If we add one more element at the end, we get:
$$o\ \ o \underset{\stackrel\uparrow{end}}- \underset{\stackrel\uparrow{head}}o o\ \ o$$

At this point we cannot add any more elements, because if $head=end$, that means we consider this an empty queue. In other words, the queue is full or complete when:
$$end+1 \equiv head \pmod{n}$$

When $head=end$ we consider the queue empty.
(Mmm)

So, do we not implement a queue with a singly linked list? (Thinking)

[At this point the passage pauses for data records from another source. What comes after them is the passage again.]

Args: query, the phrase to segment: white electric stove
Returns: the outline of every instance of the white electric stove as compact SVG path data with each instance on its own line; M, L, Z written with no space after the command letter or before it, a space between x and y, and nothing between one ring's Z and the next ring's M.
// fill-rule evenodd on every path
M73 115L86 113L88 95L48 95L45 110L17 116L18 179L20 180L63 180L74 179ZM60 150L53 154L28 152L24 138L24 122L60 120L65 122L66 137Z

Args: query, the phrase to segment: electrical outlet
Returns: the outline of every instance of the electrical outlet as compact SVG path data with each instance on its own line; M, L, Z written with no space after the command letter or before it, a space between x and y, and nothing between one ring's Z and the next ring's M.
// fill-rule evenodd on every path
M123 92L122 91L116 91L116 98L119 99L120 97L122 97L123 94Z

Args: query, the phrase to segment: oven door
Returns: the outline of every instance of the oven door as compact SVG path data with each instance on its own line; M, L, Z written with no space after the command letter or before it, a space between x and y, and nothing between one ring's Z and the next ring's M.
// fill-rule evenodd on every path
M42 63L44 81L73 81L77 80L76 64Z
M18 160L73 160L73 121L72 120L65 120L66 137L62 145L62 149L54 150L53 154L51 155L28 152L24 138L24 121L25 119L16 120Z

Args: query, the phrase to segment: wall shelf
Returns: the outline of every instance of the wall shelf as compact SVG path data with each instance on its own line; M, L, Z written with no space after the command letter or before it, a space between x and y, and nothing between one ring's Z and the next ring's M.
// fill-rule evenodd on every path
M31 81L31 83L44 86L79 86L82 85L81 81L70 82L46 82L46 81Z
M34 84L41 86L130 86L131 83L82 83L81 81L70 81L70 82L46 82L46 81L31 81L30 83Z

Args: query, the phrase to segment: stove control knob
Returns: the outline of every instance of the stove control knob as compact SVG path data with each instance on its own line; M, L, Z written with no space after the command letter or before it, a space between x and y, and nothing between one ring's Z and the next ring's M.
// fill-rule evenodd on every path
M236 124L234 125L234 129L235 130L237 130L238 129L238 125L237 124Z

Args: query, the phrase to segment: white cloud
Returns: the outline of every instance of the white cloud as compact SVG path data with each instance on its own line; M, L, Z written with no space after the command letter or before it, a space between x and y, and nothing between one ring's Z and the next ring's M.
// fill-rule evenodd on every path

We could, and actually we should. (Nod)

The fact that a doubly linked list was chosen makes it a deque rather than a queue, since it supports taking elements from both sides. (Nerd)

 

[evinda]

At some point in time the queue might look like:
$$o \underset{\stackrel\uparrow{end}}- - \underset{\stackrel\uparrow{head}}o o \ \ o$$

Why is it in this case $head+1 \equiv end \pmod{n}$ ? (Worried)

 

[I like Serena]

Why is it in this case $head+1 \equiv end \pmod{n}$ ? (Worried)

It isn't. (Shake)
That condition only applies if there is 1 element in the queue. (Nod)

 

[evinda]

It isn't. (Shake)
That condition only applies if there is 1 element in the queue. (Nod)

Which is then the general formula for the pointer tail? Or isn't there a general formula for the position it points to? (Thinking)

 

[I like Serena]

Which is then the general formula for the pointer tail? Or isn't there a general formula for the position it points to? (Thinking)

The formula, or rather relation, is:
$$end \equiv head + m \pmod n$$
where $m$ is the number of items in the queue, and $n$ is the total size of the array. (Thinking)